Il n’y eut aucune trace parce qu’il n’y eut aucun fait. Le seul fait qui fût est d’ordre conceptuel : celui d’une construction allégorique, mythique, mythologique, fabuleuse, métaphorique, symbolique symbolique qui fonctionne comme un mille-feuille d’énigmes. Cette cristallisation donne un corps de papier à un Jésus qui n’eut jamais aucun autre corps. Même la chair de son incarnation est une fiction : Jésus boit du vin parce que ce liquide rouge annonce le sang de la Passion – c’est aussi la vigne du Seigneur plantée par Yahvé qui symbolise le peuple d’Israël ; Jésus mange du pain parce que le levain annonce le ferment des croyants qui font lever la pâte de l’Église – c’est également le pain envoyé par Dieu à Moïse pour le peuple d’Israël, le pain venu du Ciel qu’on trouve en l’Exode (16, 4) ; Jésus mange du poisson parce que les lettres grecques qui constituent son nom et celui du poisson sont les mêmes – c’est enfin un clin d’œil à Ézéchiel (47) qui nous apprend que là où il y a du poisson, il y a eau vive, et l’eau vive est celle du baptême de Baptiste, celle de Jésus, puis des chrétiens à venir.

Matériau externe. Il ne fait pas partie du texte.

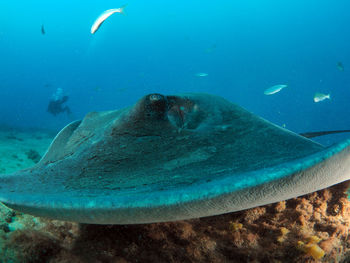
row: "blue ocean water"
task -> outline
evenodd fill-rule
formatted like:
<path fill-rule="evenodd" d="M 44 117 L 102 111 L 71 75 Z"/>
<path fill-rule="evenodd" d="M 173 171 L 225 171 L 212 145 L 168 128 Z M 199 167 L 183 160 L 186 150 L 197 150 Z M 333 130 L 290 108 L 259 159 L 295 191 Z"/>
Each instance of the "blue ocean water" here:
<path fill-rule="evenodd" d="M 59 129 L 148 93 L 206 92 L 296 132 L 349 129 L 348 10 L 347 0 L 4 0 L 0 124 Z M 263 94 L 275 84 L 288 88 Z M 46 110 L 58 88 L 70 116 Z M 315 92 L 331 100 L 314 103 Z"/>

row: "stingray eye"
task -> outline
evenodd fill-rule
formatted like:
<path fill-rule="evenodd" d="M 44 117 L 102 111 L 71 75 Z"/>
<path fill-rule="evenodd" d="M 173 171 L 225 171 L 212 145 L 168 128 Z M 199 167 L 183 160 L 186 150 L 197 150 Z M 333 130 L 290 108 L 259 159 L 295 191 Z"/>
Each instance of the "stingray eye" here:
<path fill-rule="evenodd" d="M 148 101 L 145 103 L 146 116 L 156 119 L 164 119 L 168 108 L 168 101 L 161 94 L 148 95 Z"/>
<path fill-rule="evenodd" d="M 163 99 L 164 99 L 164 96 L 161 95 L 161 94 L 151 94 L 151 95 L 149 95 L 150 102 L 156 102 L 156 101 L 163 100 Z"/>

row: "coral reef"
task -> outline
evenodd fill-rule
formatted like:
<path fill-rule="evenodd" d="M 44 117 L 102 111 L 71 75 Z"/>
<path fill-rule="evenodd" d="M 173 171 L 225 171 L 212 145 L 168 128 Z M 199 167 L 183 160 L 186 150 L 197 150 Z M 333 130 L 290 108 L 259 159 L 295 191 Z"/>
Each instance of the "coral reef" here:
<path fill-rule="evenodd" d="M 10 226 L 16 220 L 26 223 L 20 230 L 0 229 L 0 257 L 51 263 L 345 263 L 350 261 L 348 187 L 346 182 L 246 211 L 145 225 L 38 221 L 7 209 L 1 218 Z"/>
<path fill-rule="evenodd" d="M 57 239 L 30 229 L 13 232 L 7 244 L 15 262 L 22 263 L 45 263 L 61 250 Z"/>

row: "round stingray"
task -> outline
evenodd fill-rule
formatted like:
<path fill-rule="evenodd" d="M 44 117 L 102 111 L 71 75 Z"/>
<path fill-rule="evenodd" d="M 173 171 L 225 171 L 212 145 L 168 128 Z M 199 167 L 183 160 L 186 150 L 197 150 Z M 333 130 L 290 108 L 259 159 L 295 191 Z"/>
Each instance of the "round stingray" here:
<path fill-rule="evenodd" d="M 217 96 L 151 94 L 66 126 L 36 166 L 0 176 L 0 201 L 95 224 L 217 215 L 349 180 L 349 144 L 325 148 Z"/>

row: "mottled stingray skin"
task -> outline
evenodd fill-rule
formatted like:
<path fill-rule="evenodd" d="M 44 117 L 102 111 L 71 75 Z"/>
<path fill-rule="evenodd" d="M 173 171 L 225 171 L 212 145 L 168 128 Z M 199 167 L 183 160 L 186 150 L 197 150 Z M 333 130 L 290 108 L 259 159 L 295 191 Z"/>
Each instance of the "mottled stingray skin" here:
<path fill-rule="evenodd" d="M 0 176 L 0 201 L 93 224 L 217 215 L 349 180 L 349 144 L 325 148 L 221 97 L 151 94 L 66 126 L 36 166 Z"/>

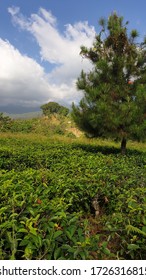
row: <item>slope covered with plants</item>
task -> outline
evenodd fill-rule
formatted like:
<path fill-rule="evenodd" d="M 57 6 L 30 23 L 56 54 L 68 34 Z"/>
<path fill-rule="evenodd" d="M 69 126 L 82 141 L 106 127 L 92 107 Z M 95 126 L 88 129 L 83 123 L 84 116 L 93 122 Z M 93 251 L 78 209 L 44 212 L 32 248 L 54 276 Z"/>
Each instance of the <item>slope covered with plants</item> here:
<path fill-rule="evenodd" d="M 3 133 L 0 168 L 0 259 L 145 259 L 144 144 Z"/>

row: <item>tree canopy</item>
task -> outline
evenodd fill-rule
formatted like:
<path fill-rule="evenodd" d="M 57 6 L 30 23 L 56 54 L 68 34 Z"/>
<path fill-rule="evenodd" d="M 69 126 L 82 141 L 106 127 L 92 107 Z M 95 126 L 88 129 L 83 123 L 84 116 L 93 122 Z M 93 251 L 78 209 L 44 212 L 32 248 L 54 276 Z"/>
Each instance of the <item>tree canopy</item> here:
<path fill-rule="evenodd" d="M 93 68 L 77 79 L 83 98 L 72 105 L 72 116 L 95 137 L 121 139 L 125 153 L 127 139 L 146 136 L 146 38 L 138 43 L 138 32 L 128 32 L 128 22 L 115 12 L 99 24 L 93 46 L 81 46 Z"/>
<path fill-rule="evenodd" d="M 56 102 L 49 102 L 41 106 L 43 114 L 45 116 L 49 116 L 50 114 L 60 114 L 63 116 L 67 116 L 69 113 L 69 109 L 56 103 Z"/>

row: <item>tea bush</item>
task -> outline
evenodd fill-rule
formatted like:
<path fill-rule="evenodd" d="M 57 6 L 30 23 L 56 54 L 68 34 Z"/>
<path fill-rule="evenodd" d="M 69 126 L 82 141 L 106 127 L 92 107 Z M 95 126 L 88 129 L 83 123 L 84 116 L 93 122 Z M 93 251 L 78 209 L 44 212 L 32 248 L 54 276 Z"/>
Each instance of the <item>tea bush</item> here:
<path fill-rule="evenodd" d="M 1 137 L 0 167 L 1 259 L 145 258 L 145 152 Z"/>

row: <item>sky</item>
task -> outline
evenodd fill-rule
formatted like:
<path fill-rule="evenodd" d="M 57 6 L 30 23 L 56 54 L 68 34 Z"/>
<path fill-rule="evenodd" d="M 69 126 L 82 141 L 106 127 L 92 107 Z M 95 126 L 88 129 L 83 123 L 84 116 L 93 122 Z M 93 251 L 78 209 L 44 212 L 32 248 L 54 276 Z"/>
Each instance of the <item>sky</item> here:
<path fill-rule="evenodd" d="M 0 0 L 0 112 L 38 111 L 50 101 L 78 104 L 77 78 L 92 67 L 80 47 L 92 47 L 98 20 L 113 11 L 142 40 L 145 0 Z"/>

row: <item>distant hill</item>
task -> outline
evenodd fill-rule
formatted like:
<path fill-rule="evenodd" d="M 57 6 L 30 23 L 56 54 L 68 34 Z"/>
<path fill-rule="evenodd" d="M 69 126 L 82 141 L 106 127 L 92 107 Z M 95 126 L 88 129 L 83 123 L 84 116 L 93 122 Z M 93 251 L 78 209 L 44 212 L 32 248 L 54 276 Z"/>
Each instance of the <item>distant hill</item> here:
<path fill-rule="evenodd" d="M 30 112 L 37 112 L 40 111 L 40 106 L 38 107 L 23 107 L 21 105 L 7 105 L 1 106 L 0 104 L 0 112 L 5 112 L 7 114 L 25 114 Z"/>
<path fill-rule="evenodd" d="M 37 112 L 29 112 L 29 113 L 23 113 L 23 114 L 8 114 L 4 113 L 5 116 L 9 116 L 11 119 L 33 119 L 33 118 L 38 118 L 42 116 L 42 111 L 37 111 Z"/>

Jésus mange donc du symbole, et le symbole ingéré ne faisant pas de déchets, on ne s’étonnera pas que Jésus, Dieu fait homme rappelons-le, n’ait pas besoin d’uriner ou de déféquer – ce qui serait la moindre des choses quand on a choisi la voie de l’incarnation. Jésus boit donc du vin et mange du pain, lors de la Cène, mais il annonce ainsi la Passion, le sang qui va couler pour racheter les péchés du monde, et le levain à venir des chrétiens qui accompliront sa prophétie ; il mange du poisson grillé après sa résurrection, mais pour annoncer que le temps du baptême et de l’Église est venu.

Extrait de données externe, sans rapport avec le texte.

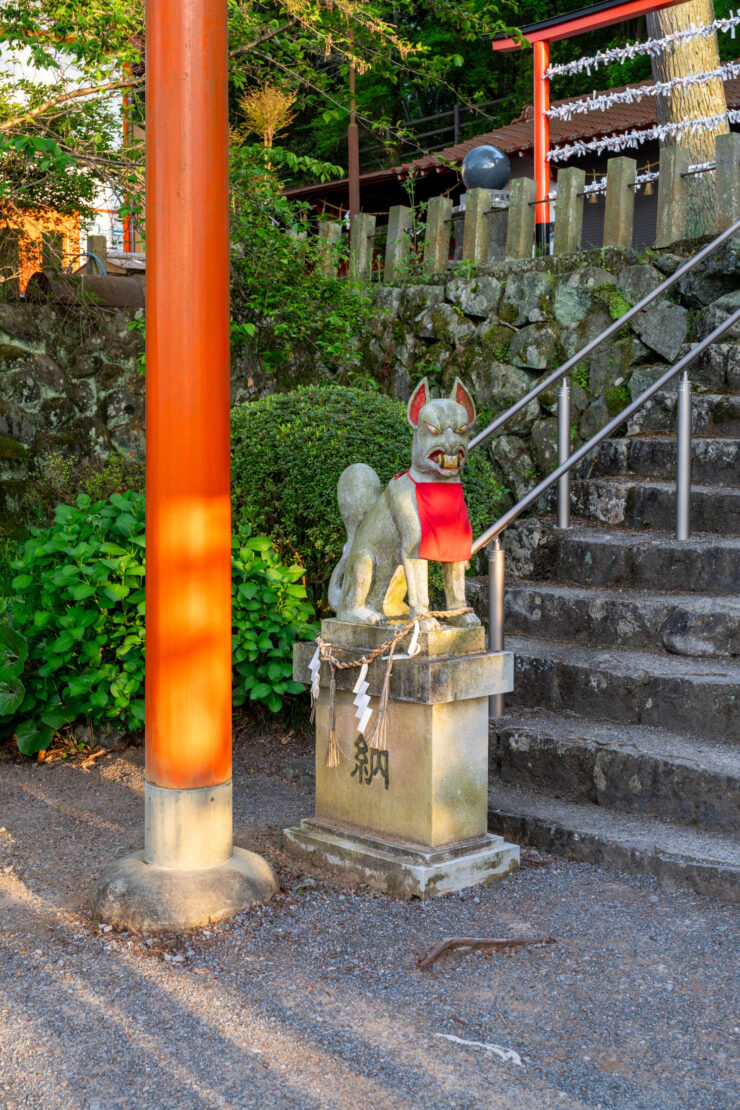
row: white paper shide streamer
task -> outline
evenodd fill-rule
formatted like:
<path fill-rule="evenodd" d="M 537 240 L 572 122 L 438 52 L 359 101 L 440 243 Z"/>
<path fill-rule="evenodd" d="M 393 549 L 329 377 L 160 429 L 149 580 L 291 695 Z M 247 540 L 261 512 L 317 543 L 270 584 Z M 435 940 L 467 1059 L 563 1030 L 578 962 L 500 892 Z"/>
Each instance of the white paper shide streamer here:
<path fill-rule="evenodd" d="M 691 85 L 706 85 L 710 81 L 728 81 L 732 77 L 740 77 L 740 62 L 727 62 L 717 69 L 706 70 L 703 73 L 686 73 L 679 77 L 672 77 L 670 81 L 651 81 L 646 85 L 630 85 L 613 93 L 594 93 L 584 97 L 583 100 L 569 100 L 567 104 L 558 104 L 545 112 L 550 119 L 570 120 L 573 116 L 582 115 L 584 112 L 603 112 L 614 104 L 639 104 L 641 100 L 651 96 L 664 96 L 673 89 L 682 89 Z"/>
<path fill-rule="evenodd" d="M 545 77 L 565 77 L 572 73 L 591 73 L 599 66 L 610 65 L 612 62 L 627 62 L 632 58 L 648 54 L 655 57 L 662 54 L 667 46 L 674 43 L 689 42 L 691 39 L 707 39 L 718 31 L 730 32 L 730 38 L 735 37 L 735 28 L 740 26 L 740 14 L 730 12 L 727 18 L 715 19 L 713 23 L 706 23 L 701 27 L 694 24 L 685 31 L 672 31 L 659 39 L 646 39 L 644 42 L 631 42 L 626 46 L 613 46 L 609 50 L 599 50 L 589 58 L 576 58 L 575 61 L 565 62 L 563 65 L 549 66 Z"/>
<path fill-rule="evenodd" d="M 408 656 L 413 659 L 421 651 L 421 644 L 419 643 L 419 622 L 414 625 L 414 631 L 411 636 L 411 643 L 409 644 Z"/>
<path fill-rule="evenodd" d="M 313 721 L 316 713 L 316 702 L 319 700 L 319 693 L 321 690 L 321 649 L 316 648 L 311 662 L 308 664 L 308 670 L 311 675 L 311 720 Z"/>
<path fill-rule="evenodd" d="M 353 705 L 357 707 L 355 717 L 357 718 L 358 725 L 357 731 L 361 736 L 365 735 L 365 729 L 370 724 L 370 718 L 373 711 L 370 707 L 370 697 L 368 695 L 369 682 L 366 682 L 367 677 L 367 663 L 363 663 L 360 667 L 360 673 L 357 677 L 357 682 L 352 687 L 352 693 L 355 695 Z"/>
<path fill-rule="evenodd" d="M 740 110 L 730 108 L 716 116 L 681 120 L 679 123 L 658 123 L 655 127 L 623 131 L 619 135 L 605 135 L 600 139 L 589 139 L 588 142 L 576 139 L 575 142 L 553 147 L 548 151 L 547 158 L 552 162 L 565 162 L 570 158 L 580 158 L 590 151 L 602 154 L 605 150 L 628 150 L 654 139 L 661 141 L 669 135 L 696 135 L 701 131 L 716 131 L 723 123 L 740 123 Z"/>

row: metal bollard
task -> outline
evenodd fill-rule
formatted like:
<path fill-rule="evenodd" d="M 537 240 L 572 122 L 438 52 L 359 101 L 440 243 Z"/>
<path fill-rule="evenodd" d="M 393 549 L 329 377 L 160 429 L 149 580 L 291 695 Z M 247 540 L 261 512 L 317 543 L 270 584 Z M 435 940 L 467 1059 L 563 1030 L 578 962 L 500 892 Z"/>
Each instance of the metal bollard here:
<path fill-rule="evenodd" d="M 504 561 L 501 541 L 496 537 L 488 548 L 488 650 L 504 650 Z M 497 720 L 504 715 L 504 695 L 488 699 L 488 716 Z"/>
<path fill-rule="evenodd" d="M 691 382 L 684 373 L 678 385 L 678 469 L 676 474 L 676 539 L 691 535 Z"/>
<path fill-rule="evenodd" d="M 570 382 L 558 390 L 558 466 L 570 458 Z M 558 528 L 570 528 L 570 471 L 558 478 Z"/>

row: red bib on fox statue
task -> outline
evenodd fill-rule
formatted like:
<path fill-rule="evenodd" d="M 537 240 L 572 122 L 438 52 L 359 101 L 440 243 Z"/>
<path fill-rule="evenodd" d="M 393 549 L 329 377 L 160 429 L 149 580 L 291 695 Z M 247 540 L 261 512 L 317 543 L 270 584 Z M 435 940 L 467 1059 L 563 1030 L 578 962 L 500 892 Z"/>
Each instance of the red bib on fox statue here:
<path fill-rule="evenodd" d="M 475 408 L 468 391 L 459 380 L 455 382 L 454 398 L 450 399 L 462 405 L 469 425 L 472 424 L 475 420 Z M 425 379 L 415 389 L 408 405 L 408 419 L 413 428 L 418 428 L 421 411 L 429 400 Z M 442 441 L 440 447 L 430 453 L 430 461 L 443 472 L 450 470 L 451 475 L 443 482 L 418 482 L 412 474 L 408 474 L 416 487 L 416 506 L 421 525 L 419 558 L 437 563 L 466 563 L 472 554 L 473 529 L 459 478 L 465 455 L 455 448 L 454 455 L 446 454 L 445 447 L 450 445 L 445 442 L 444 433 L 426 421 L 424 423 L 426 432 L 432 436 L 438 435 Z M 467 431 L 467 427 L 456 429 L 458 430 Z"/>
<path fill-rule="evenodd" d="M 462 484 L 414 482 L 414 485 L 421 524 L 419 558 L 436 563 L 467 563 L 472 554 L 473 529 Z"/>

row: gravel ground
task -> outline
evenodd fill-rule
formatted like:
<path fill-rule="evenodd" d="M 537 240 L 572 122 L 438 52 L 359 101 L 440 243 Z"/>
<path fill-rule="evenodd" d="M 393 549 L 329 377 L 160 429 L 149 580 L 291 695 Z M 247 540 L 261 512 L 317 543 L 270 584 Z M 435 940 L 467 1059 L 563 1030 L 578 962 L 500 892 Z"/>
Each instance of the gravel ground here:
<path fill-rule="evenodd" d="M 280 829 L 311 753 L 235 750 L 235 838 L 282 888 L 189 934 L 106 932 L 88 888 L 141 845 L 143 757 L 0 752 L 0 1107 L 733 1110 L 737 911 L 525 853 L 503 882 L 402 902 L 310 873 Z M 447 935 L 551 935 L 495 955 Z"/>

Plus l’évangile est terrestre et concret, plus il entre dans le détail factuel, plus il est indéchiffrable, car on reste plus facilement dans l’anecdote, on s’englue dans la petite histoire, on stagne et l’on ne s’élève pas jusqu’au sens véritable qui est caché, crypté. Croire que la multiplication des pains est l’effet d’un miracle, c’est ignorer que la numérologie sacrée permet de renvoyer là aussi, là encore, à un sens caché : en hébreu, chaque lettre est, en plus d’être lettre, un nombre. Chaque mot produit donc son équivalence en chiffre : la Gématrie est la discipline qui met en relation les termes ayant même valeur numérique ; la Notarique est un code, celui qui associe initiales, médiales ou finales de plusieurs mots pour en former d’autres ; la Thémira, le procédé kabbalistique qui permet de transposer une lettre en une autre.
La mise en œuvre de ces procédés permet de lire sous le texte ce qu’il veut dire véritablement. Il y a donc deux niveaux de lecture : un pour le peuple auquel on destine les histoires mythologiques, fabuleuses, légendaires, mythiques (Jésus pêche 153 poissons dans le lac de Tibériade), faciles à comprendre – d’où la profusion de paraboles. Et un autre niveau de lecture réservé à des initiés qui permet de savoir que, sous ce chiffre, « 153 », se cache la valeur numérique de l’expression « le Fils de Dieu » mais aussi « la Pâque », « l’Agneau pascal ». Ce que pêche Jésus c’est, de façon exotérique, 153 petits poissons, et, de façon ésotérique, l’annonce de ce qui va advenir : le règne de celui qui a remonté son filet.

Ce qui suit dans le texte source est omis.